One day you might want your home robot to take your muddy clothes downstairs and throw them into the washing machine in the left corner of your basement. The robot will need to combine your instructions with its visual observations to determine the steps it should take to complete this task.
With an AI agent, this is easier said than done. Current approaches often operate multiple hand-crafted machine learning models to solve different parts of a task that require a lot of effort and human knowledge to build.
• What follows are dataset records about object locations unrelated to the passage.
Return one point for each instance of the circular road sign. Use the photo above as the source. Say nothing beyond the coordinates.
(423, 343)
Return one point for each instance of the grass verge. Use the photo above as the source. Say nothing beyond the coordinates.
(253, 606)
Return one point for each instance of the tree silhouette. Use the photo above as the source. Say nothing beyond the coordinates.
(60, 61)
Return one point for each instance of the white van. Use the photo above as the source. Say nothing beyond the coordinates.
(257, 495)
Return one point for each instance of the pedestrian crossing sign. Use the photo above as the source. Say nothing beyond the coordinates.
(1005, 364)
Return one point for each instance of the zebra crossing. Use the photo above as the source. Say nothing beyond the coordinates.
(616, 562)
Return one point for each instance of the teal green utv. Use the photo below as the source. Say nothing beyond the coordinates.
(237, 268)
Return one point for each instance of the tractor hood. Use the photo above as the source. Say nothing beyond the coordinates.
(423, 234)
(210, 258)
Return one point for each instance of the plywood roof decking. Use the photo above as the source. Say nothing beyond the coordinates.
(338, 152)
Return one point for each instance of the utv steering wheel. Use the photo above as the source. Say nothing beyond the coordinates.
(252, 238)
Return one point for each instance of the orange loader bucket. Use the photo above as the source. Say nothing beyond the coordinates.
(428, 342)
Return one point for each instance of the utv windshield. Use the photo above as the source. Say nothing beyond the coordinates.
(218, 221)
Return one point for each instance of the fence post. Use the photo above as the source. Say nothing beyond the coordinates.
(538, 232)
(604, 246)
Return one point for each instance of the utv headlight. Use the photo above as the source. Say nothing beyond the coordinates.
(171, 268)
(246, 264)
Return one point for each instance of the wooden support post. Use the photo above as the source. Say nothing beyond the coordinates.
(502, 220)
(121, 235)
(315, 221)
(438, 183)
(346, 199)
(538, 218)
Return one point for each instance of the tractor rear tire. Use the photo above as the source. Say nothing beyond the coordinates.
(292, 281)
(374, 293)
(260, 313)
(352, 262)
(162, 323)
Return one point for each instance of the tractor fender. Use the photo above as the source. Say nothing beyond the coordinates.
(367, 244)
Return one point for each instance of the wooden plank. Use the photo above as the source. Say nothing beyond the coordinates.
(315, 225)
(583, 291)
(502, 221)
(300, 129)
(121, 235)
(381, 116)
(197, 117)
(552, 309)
These methods, which operate visual representations to directly make navigational decisions, require huge amounts of visual data for training, which are often hard to obtain.
To overcome these challenges, researchers at MIT and the MIT-IBM Watson AI Lab have developed a navigation method that transforms visual representations into pieces of language, which are then fed into one huge language model that performs all parts of a multi-step navigation task.
Instead of encoding visual features from images of the robot’s environment as visual representations, which requires intensive computation, their method creates text captions describing the robot’s point of view. A huge language model uses signatures to predict the actions a robot should take to fulfill language-based user instructions.
Because their method uses purely language-based representations, they can operate a huge language model to efficiently generate huge amounts of synthetic training data.
Although this approach does not outperform visual feature techniques, it performs well in situations where there is insufficient visual data for training. Scientists have found that combining language-based input with visual cues leads to better navigation performance.
“By using only language as the perceptual representation, our approach is simpler. Because all the input can be encoded in language, we can generate a trajectory that a human can understand,” says Bowen Pan, an electrical engineering and computer science (EECS) graduate student and lead author of the book article about this approach.
Your co-authors include his advisor Aude Oliva, director of strategic industry engagement at the MIT Schwarzman College of Computing, director of the MIT-IBM Watson AI Lab, and senior research fellow at the Computer Science and Artificial Intelligence Laboratory (CSAIL ); Philip Isola, EECS associate professor and CSAIL member; senior author Yoon Kim, assistant professor at EECS and CSAIL member; and others at the MIT-IBM Watson AI Lab and Dartmouth College. The research results will be presented at the Conference of the North American Branch of the Association for Computational Linguistics.
Solving vision problems with language
Because large language models are the most powerful machine learning models available, researchers have sought to incorporate them into a complex task called visual-linguistic navigation, Pan says.
However, such models take text data and cannot process visual data from the robot’s camera. So the team had to find a way to use the language.
Their technique uses a simple caption model to obtain textual descriptions of the robot’s visual observations. These signatures are combined with language instructions and fed into a large language model that decides what navigation step the robot should take.
The large language model displays the caption of the scene the robot should see when it completes this step. It is used to update the trajectory history so that the robot can keep track of where it has been.
The model repeats these processes to generate a trajectory that guides the robot to its goal, step by step.
For example, the caption might read: “On the left, at a 30-degree angle, there is a door with a potted plant next to it, behind you is a small office with a desk and a computer,” etc. The model chooses whether the robot should move towards the door or office.
“One of the biggest challenges was finding a way to encode this type of information into the language in the right way so that the agent understood what the task was and how it should react,” says Pan.
Advantages of language
When they tested this approach, although it was no more effective than vision-based techniques, they found that it had several advantages.
First, since text synthesis requires less computational resources than sophisticated image data, their method can be used to quickly generate synthetic training data. In one test, they generated 10,000 synthetic trajectories based on 10 real, visual trajectories.
This technique can also fill a gap that may prevent an agent trained in a simulated environment from performing well in the real world. This gap often occurs because computer-generated images can look very different from real-world scenes due to elements such as lighting or color. However, the language describing the synthetic and real images would be much more hard to distinguish, says Mr.
Additionally, the representations their model uses are easier for humans to understand because they are written in natural language.
“If an agent fails to achieve its goal, we can more easily determine where and why it failed. Perhaps the historical information is not clear enough or the observations ignore some important details,” Pan says.
Additionally, their method can be more easily applied to different tasks and environments because it uses only one type of input. As long as the data can be encoded in a language, it can use the same model without making any modifications.
However, the disadvantage of this method is that their method naturally loses some information that could be captured by vision-based models, such as depth information.
However, researchers were surprised to see that combining language-based representations with vision-based methods improved the agent’s ability to navigate.
“Perhaps this means that language can capture higher-level information that cannot be captured by purely visual functions,” he says.
This is one area that researchers want to pursue further. They also want to develop navigation-oriented captions that could boost the efficiency of this method. Additionally, they want to explore the ability of huge language models to demonstrate spatial awareness and see how this could aid with language-based navigation.
This research is funded in part by the MIT-IBM Watson AI Lab.